I was wondering if the circuit below will be able to drive a 0.2 W speaker?



The capacitor is used to remove the DC offset from the PWM output, and the voltage divider is used to reduce the vpp to 1 V. The 10 kOhm resistor is to reduce current to the OPAMP, and 20 kOHM is to multply the input by 2 so that the output wil be 2 V peak to peak. The transistors in the feedback loop helps to supply the required 125 mA to the speaker.

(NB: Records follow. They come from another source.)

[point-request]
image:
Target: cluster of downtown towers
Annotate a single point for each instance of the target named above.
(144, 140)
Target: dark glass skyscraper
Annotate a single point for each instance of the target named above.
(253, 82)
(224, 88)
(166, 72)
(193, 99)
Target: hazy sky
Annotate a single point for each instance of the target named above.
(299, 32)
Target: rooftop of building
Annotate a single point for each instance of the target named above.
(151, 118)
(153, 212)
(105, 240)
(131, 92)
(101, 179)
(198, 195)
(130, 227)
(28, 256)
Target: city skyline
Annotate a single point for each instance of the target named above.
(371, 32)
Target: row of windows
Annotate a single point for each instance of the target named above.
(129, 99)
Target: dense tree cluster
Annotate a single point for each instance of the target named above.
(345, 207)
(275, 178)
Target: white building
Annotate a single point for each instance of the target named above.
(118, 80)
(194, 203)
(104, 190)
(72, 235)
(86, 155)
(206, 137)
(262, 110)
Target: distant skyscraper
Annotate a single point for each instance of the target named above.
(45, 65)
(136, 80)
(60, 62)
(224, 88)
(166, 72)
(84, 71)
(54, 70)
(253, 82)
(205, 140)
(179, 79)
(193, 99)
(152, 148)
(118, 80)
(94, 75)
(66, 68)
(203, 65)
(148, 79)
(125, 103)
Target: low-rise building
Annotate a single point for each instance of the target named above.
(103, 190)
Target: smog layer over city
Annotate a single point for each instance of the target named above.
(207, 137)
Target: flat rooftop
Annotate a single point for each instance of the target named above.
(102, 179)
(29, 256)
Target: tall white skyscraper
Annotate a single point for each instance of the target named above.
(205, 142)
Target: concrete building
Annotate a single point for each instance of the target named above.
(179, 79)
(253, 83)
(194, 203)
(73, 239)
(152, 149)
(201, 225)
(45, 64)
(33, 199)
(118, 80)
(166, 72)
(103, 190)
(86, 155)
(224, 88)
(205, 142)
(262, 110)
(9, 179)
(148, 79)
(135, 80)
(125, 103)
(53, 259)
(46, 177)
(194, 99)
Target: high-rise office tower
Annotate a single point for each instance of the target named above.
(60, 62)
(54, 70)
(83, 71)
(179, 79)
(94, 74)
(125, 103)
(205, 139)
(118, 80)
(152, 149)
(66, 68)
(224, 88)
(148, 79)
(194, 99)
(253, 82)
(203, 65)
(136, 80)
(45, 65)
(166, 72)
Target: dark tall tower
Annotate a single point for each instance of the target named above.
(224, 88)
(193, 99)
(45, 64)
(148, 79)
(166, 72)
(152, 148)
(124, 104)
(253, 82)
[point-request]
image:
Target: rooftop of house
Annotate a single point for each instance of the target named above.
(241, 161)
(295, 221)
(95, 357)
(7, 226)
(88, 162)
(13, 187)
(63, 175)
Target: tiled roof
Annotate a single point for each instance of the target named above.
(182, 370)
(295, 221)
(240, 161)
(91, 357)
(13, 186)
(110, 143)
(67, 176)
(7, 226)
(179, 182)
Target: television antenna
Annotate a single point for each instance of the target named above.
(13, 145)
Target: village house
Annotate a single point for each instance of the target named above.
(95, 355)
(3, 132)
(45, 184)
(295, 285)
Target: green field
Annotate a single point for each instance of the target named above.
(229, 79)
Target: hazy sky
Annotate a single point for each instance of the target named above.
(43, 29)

I don't have an scope to test this out, so I'm wondering if someone can verify that this circuit will not blow up.

Thanks,
s3n4te



retrolefty

Looks like it will function OK to me. I would use a audio taper pot on the input signal to give one a volume control. Keep in mind that there will be some 'cross-over' distortion in your output when the signal passes through 0vdc and neither transistors are conducting. 'Hi-Fi' class A/B amps usually apply a little dc bias such the both transistors are conducting a few milliamps with zero signal so that there is a smooth transistion between positive and negative cross-over. However as you are feeding this amp stage square waves anyway it's not like you won't have terrible odd order harmonic distortion anyway. Now if you did some low-pass filtering before the input stage and fixed the cross-over bias you might get musical quality tones through the thing.

Lefty


s3n4te

Would feedback cause the output to compensate for deadzone problem?

retrolefty

#3
Mar 01, 2011, 01:01 am Last Edit: Mar 01, 2011, 01:03 am by retrolefty Reason: 1

Would feedback cause the output to compensate for deadzone problem?

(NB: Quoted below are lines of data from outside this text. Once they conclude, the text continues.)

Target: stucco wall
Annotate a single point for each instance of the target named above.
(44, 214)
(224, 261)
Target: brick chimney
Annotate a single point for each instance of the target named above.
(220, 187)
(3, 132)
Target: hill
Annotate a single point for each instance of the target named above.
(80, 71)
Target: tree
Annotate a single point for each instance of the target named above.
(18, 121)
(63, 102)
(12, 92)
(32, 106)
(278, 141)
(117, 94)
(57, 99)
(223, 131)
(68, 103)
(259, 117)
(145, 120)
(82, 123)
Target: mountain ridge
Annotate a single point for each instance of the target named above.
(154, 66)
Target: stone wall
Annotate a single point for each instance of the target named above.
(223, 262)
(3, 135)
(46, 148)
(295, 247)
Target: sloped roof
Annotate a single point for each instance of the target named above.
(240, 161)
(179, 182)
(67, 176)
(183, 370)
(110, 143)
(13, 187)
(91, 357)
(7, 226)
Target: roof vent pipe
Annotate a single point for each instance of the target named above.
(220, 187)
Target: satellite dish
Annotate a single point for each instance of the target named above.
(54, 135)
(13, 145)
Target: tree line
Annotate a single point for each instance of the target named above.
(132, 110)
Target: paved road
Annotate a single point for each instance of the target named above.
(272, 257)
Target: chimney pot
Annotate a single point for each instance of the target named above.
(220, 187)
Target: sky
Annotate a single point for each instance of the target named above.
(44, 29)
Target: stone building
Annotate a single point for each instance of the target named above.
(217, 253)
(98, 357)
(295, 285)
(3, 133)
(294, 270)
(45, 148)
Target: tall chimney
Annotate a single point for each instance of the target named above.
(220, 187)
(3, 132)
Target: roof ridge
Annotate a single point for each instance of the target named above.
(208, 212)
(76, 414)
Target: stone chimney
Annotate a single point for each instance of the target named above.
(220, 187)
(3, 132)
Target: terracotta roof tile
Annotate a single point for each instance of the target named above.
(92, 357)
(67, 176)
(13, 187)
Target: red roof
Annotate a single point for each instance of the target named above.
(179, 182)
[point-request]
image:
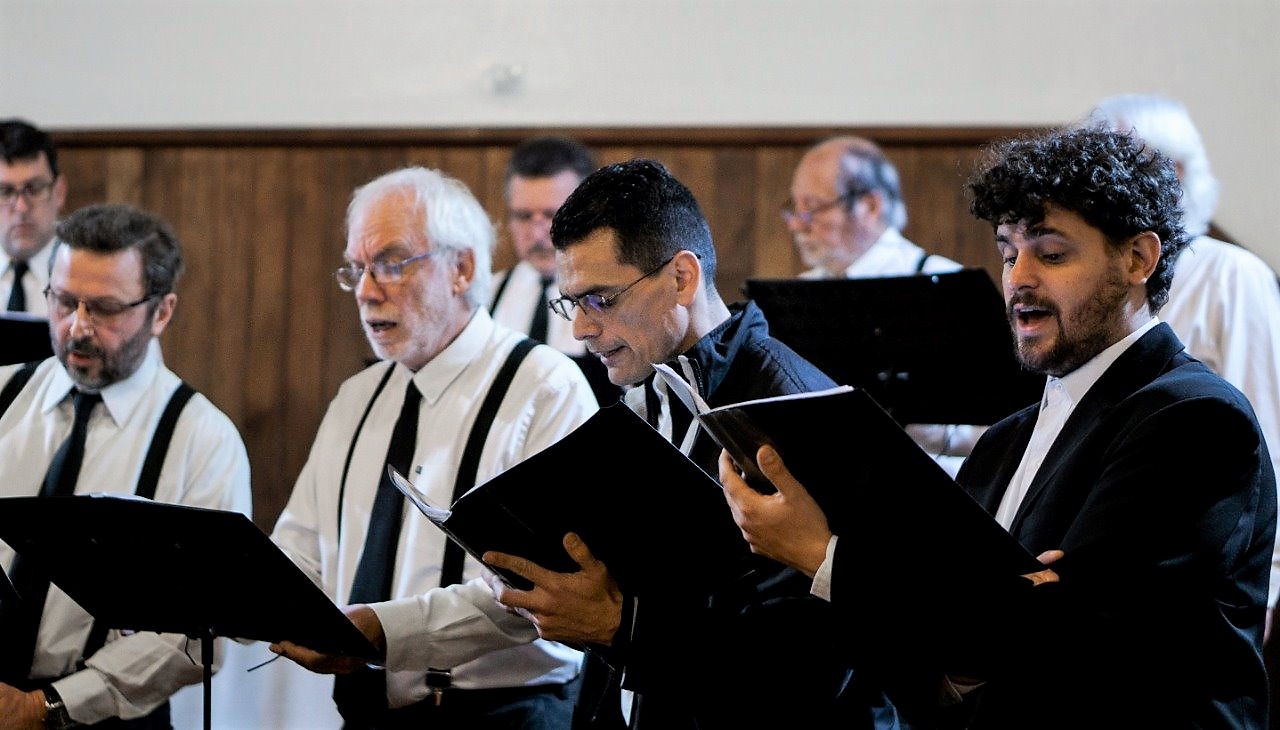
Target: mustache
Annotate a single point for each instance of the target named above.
(1031, 300)
(83, 346)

No. Recall your transistor basics. The emitter/base junction will only conduct when the applied voltage is greater then around .6vdc, so there is a time while the signal is moving from 0 to .6v that the transistor can't conduct. This is the source of the so called cross-over problem as one transistor stops conducting and the other starts conducting.

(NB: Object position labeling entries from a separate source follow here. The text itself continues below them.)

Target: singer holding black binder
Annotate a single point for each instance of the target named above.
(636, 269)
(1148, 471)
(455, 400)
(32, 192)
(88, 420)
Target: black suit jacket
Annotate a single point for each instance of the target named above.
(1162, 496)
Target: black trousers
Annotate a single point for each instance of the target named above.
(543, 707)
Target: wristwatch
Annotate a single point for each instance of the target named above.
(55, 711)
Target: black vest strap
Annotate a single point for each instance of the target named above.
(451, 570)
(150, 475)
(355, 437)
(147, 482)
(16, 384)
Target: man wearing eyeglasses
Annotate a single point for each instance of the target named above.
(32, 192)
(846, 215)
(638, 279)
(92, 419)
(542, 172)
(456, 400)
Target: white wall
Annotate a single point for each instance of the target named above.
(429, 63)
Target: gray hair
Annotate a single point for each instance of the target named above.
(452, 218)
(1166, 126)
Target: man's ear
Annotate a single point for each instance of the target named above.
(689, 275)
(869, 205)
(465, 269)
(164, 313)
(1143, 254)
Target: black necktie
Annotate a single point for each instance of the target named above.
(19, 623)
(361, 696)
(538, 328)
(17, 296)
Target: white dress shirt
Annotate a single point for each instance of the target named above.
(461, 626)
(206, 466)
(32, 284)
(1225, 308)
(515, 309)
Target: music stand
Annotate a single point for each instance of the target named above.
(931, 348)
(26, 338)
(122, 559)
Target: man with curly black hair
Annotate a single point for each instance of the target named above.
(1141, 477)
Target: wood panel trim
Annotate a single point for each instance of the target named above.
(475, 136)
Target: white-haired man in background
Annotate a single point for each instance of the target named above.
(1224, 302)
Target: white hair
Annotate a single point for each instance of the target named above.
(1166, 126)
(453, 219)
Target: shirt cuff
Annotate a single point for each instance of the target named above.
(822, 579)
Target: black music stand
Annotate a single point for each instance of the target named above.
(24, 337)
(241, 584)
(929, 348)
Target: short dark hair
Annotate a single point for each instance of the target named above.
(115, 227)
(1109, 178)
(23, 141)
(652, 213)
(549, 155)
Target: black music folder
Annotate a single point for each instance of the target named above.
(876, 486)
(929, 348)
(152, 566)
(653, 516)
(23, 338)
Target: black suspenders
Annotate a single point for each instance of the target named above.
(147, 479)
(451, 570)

Any basic description/drawing of class AB amplifiers will explain the DC bias set-up where neither transistor is allowed to completely turn off no matter what the signal value is. In essence the amplifier runs in class A (at a low continuous current flow) until the signal is high enough to 'take control' of the conduction transistor and so enters class B operation.

Lefty

Grumpy_Mike

Why have you drawn 12v batteries all over the place?
You just need a +12 rail and a -12v rail.